As for the Big Pharma bonanza, it's summarized in this piece co-authored by Nobel Prize winner Joseph Stiglitz:
"The TPP would manage trade in pharmaceuticals through a variety of seemingly arcane rule changes on issues such as ‘patent linkage', ‘data exclusivity', and ‘biologics.' The upshot is that pharmaceutical companies would effectively be allowed to extend — sometimes almost indefinitely — their monopolies on patented medicines, keep cheaper generics off the market, and block ‘biosimilar' competitors from introducing new medicines for years."

So the turbo-capitalist pattern remains the same: total corporate protection; a concerted offensive against state-owned enterprises; and the completely arbitrary reign of the dreaded investor-state dispute settlement (ISDS) — clauses that allow Big Business to sue any member country for any profits allegedly "lost" due to government regulations. For nation-states, it's our (corporate) way or the highway.
"Biologics" — medicine derived from living organisms — was a big deal in TPP's long secret discussions. Translation; the losers will be consumers relying on generic medicine, the winners with mega profits will be the likes of Pfizer.

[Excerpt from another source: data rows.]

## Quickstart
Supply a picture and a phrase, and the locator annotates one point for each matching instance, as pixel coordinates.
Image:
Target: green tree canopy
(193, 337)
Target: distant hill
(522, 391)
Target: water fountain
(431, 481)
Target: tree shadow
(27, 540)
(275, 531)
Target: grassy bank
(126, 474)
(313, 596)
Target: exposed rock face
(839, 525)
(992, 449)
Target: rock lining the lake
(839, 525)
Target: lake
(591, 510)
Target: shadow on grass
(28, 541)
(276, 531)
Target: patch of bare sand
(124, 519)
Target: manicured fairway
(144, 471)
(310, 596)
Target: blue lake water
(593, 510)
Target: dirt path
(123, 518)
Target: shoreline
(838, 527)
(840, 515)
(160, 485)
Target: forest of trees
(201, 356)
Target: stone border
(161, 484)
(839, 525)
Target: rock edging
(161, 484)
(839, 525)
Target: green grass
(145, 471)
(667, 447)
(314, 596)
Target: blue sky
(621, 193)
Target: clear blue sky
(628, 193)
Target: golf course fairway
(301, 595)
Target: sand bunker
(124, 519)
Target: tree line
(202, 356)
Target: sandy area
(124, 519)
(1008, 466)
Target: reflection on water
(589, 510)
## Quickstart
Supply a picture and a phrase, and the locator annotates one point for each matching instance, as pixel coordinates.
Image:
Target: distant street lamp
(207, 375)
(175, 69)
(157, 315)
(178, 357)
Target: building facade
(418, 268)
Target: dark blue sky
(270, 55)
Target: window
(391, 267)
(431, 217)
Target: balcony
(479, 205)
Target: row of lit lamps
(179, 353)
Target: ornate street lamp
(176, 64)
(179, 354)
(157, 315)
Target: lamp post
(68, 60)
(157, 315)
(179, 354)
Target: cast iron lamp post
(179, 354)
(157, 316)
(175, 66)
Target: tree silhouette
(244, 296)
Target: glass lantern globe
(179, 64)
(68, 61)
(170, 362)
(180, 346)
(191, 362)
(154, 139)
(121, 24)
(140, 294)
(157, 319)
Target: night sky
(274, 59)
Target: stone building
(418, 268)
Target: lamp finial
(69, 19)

There will be resistance — especially popular resistance. It's organizing itself in Peru and Chile. And in Japan, agriculturists will be up in arms against what they perceive as the coming invasion of US corporations.
TPP is not the letter of the law — yet. Each member country must ratify it. The final drafting won't be ready before at least the spring of 2016. The US Congress will put up a nasty fight — not because they're anti-corporate, but because they're anti-Obama.
China can wait
So there's nothing "free" about TPP, as Stiglitz stresses. The "free trade" notion itself is a myth, as the US, for instance, historically accumulated wealth via hardcore protectionism.
In fact TPP, if approved, is bound to increase inequality in Asia-Pacific. As the Trade is War book argues, trade, like war, does create refugees — running away from the corporate davastation of their local businesses. In Africa, many of these trade-related "new poor" have been driving migration to Europe through Libya.
Beijing knows what's at stake with TPP, but remains cool, calm and collected. To entice not only Asia-Pacific but also the Global South, China may rely on the Asian Infrastructure Investment Bank (AIIB); 57 founding members, including Malaysia, Singapore and four other TPP nations. Washington and Tokyo, remember, are anti-AIIB.
TPP, if approved, could delocalize factory jobs out of China and into Vietnam and Malaysia. Not a big deal for China, because this is already happening anyway, and what Beijing is aiming at is to excel in the next ladder of skilled jobs — as in consolidating the Silicon Delta in the former "factory of the world" Guangdong province.
China has also been investing on clinching key bilateral trade deals with, for instance, Australia and South Korea. Moreover China has its own TPP; that's the Regional Comprehensive Economic Partnership (RCEP), which I analyzed here; the 10 members of the Association of Southeast Asian Nations (ASEAN) plus Australia, India, Japan, New Zealand and South Korea.
"Pivot to Asia"? Who cares? China is already the major trade partner of virtually everyone in Asia. As for not writing the rules of Asia-Pacific trade, China can wait. Profit from it. And rewrite the rules when the Asian century fully blooms.